Prerequisites: Optical Flow, 3D Vision and Depth, basic linear algebra.

Time: 90-120 minutes.

What is SLAM?

You drop a drone into an unknown building. It needs to:

  1. Localize: know where it is (position + orientation)
  2. Map: build a representation of the environment

These two problems are coupled — you need a map to localize, and you need to know your location to build a map. SLAM solves both simultaneously.

┌─────────────────────────────────────────┐
│  Camera frame t                          │
│  ├─ Detect features                      │
│  ├─ Match with previous frame            │
│  ├─ Estimate motion (R, t)              │
│  ├─ Triangulate new 3D points           │
│  ├─ Update map                           │
│  └─ Optimize (bundle adjustment)        │
│                                          │
│  Loop closure: "I've been here before!" │
│  → correct accumulated drift             │
└─────────────────────────────────────────┘

Step 1: Feature detection and matching

The foundation of visual SLAM: find distinctive points in images and match them across frames.

ORB features (Oriented FAST and Rotated BRIEF)

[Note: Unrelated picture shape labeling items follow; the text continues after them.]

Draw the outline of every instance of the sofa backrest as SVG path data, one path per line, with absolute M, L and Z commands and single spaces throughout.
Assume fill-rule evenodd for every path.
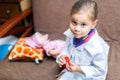
M 77 0 L 33 0 L 35 31 L 49 34 L 50 39 L 64 39 L 69 14 Z M 110 45 L 107 80 L 120 79 L 120 0 L 95 0 L 99 15 L 97 29 Z
M 50 39 L 64 39 L 69 27 L 69 14 L 77 0 L 35 0 L 33 17 L 35 31 L 49 34 Z

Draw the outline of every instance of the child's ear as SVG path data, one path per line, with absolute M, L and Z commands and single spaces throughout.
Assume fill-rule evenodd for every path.
M 94 24 L 93 24 L 92 29 L 96 27 L 97 23 L 98 23 L 98 19 L 96 19 L 96 20 L 94 21 Z

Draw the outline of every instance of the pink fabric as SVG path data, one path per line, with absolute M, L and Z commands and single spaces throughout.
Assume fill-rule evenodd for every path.
M 48 40 L 48 35 L 42 35 L 39 32 L 34 33 L 32 36 L 28 37 L 26 40 L 26 44 L 32 48 L 40 48 L 43 47 L 46 51 L 47 56 L 56 56 L 60 53 L 60 51 L 65 47 L 65 41 L 63 40 Z M 53 52 L 49 52 L 53 50 Z
M 63 40 L 53 40 L 46 43 L 43 48 L 46 51 L 46 54 L 48 56 L 53 56 L 52 53 L 49 53 L 50 50 L 58 50 L 61 51 L 65 47 L 65 41 Z M 54 55 L 53 57 L 56 58 L 57 55 Z

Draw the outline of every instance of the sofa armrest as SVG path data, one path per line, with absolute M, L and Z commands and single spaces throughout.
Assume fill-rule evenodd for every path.
M 32 9 L 27 9 L 23 12 L 18 13 L 13 16 L 9 20 L 7 20 L 3 25 L 0 26 L 0 38 L 5 36 L 8 31 L 10 31 L 15 25 L 17 25 L 20 21 L 25 19 L 28 15 L 32 13 Z

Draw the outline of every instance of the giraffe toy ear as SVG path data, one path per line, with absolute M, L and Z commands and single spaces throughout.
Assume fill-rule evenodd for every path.
M 42 61 L 44 59 L 44 49 L 43 48 L 32 48 L 26 44 L 26 38 L 20 38 L 8 57 L 9 60 L 15 61 L 35 61 L 39 59 Z

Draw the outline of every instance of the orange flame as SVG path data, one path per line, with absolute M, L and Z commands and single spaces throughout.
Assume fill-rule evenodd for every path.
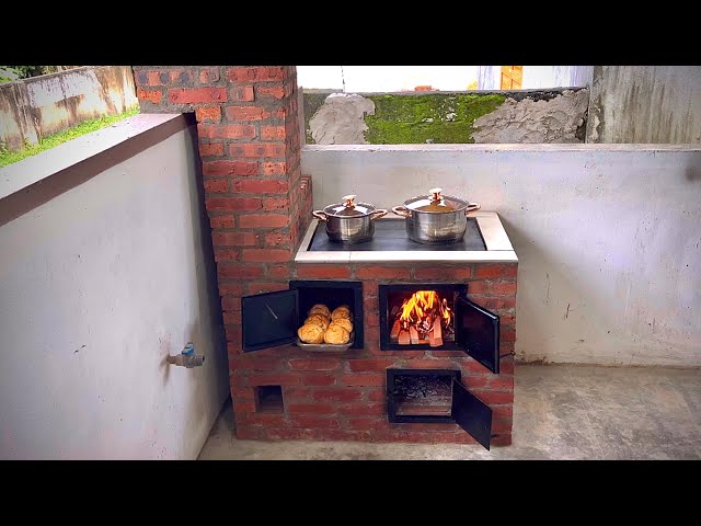
M 404 329 L 426 320 L 433 323 L 436 316 L 441 317 L 445 327 L 448 327 L 452 320 L 448 300 L 444 298 L 441 301 L 435 290 L 417 290 L 411 298 L 404 300 L 401 311 L 399 319 Z

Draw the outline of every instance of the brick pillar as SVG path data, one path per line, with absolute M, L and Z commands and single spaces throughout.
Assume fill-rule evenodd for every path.
M 241 296 L 287 288 L 311 213 L 294 66 L 135 66 L 143 113 L 195 112 L 229 355 Z

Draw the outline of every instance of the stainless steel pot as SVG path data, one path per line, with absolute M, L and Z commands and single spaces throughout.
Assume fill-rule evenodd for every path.
M 375 235 L 375 219 L 388 214 L 367 203 L 356 203 L 355 195 L 346 195 L 343 203 L 314 210 L 312 215 L 326 224 L 326 235 L 331 241 L 354 244 L 369 241 Z
M 392 211 L 406 218 L 409 239 L 423 244 L 449 244 L 460 241 L 468 228 L 466 216 L 481 208 L 479 203 L 451 195 L 440 195 L 441 188 L 429 190 L 395 206 Z

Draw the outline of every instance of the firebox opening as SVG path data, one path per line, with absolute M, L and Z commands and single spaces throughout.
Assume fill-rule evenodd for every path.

ORB is fast, free (no patent), and good enough for real-time SLAM.

import cv2
import numpy as np
 
def detect_and_match(img1, img2, n_features=1000):
    """Detect ORB features in two images, match them.
    Returns: matched keypoints in both images.
    """
    orb = cv2.ORB_create(nfeatures=n_features)
 
    kp1, desc1 = orb.detectAndCompute(img1, None)
    kp2, desc2 = orb.detectAndCompute(img2, None)
 
    if desc1 is None or desc2 is None:
        return np.array([]), np.array([])
 
    # BFMatcher with Hamming distance (ORB uses binary descriptors)
    bf = cv2.BFMatcher(cv2.NORM_HAMMING, crossCheck=False)
    matches = bf.knnMatch(desc1, desc2, k=2)
 
    # Lowe's ratio test: keep matches where best match is much better than second
    good = []
    for m, n in matches:
        if m.distance < 0.75 * n.distance:
            good.append(m)
 
    # Extract matched point coordinates
    pts1 = np.float32([kp1[m.queryIdx].pt for m in good])
    pts2 = np.float32([kp2[m.trainIdx].pt for m in good])
 
    return pts1, pts2
 
# Demo
img1 = cv2.imread("frame_001.jpg", cv2.IMREAD_GRAYSCALE)
img2 = cv2.imread("frame_002.jpg", cv2.IMREAD_GRAYSCALE)
 
pts1, pts2 = detect_and_match(img1, img2)
print(f"Found {len(pts1)} good matches")

What just happened: ORB detects corners (FAST keypoint detector) and describes the local patch around each corner (BRIEF descriptor). Matching finds corresponding points between frames. Lowe’s ratio test filters out ambiguous matches by requiring the best match to be significantly better than the second-best.

Visualize matches

def draw_matches(img1, img2, pts1, pts2, n_show=50):
    """Draw lines between matched points."""
    h1, w1 = img1.shape[:2]
    h2, w2 = img2.shape[:2]
 
    canvas = np.zeros((max(h1, h2), w1 + w2, 3), dtype=np.uint8)
    canvas[:h1, :w1] = cv2.cvtColor(img1, cv2.COLOR_GRAY2BGR) if img1.ndim == 2 else img1
    canvas[:h2, w1:] = cv2.cvtColor(img2, cv2.COLOR_GRAY2BGR) if img2.ndim == 2 else img2
 
    for i in range(min(n_show, len(pts1))):
        pt1 = tuple(pts1[i].astype(int))
        pt2 = (int(pts2[i][0]) + w1, int(pts2[i][1]))
        color = tuple(np.random.randint(50, 255, 3).tolist())
        cv2.line(canvas, pt1, pt2, color, 1)
        cv2.circle(canvas, pt1, 3, color, -1)
        cv2.circle(canvas, pt2, 3, color, -1)
 
    return canvas

Step 2: Essential matrix and camera pose

The essential matrix encodes the geometric relationship (rotation + translation) between two camera views.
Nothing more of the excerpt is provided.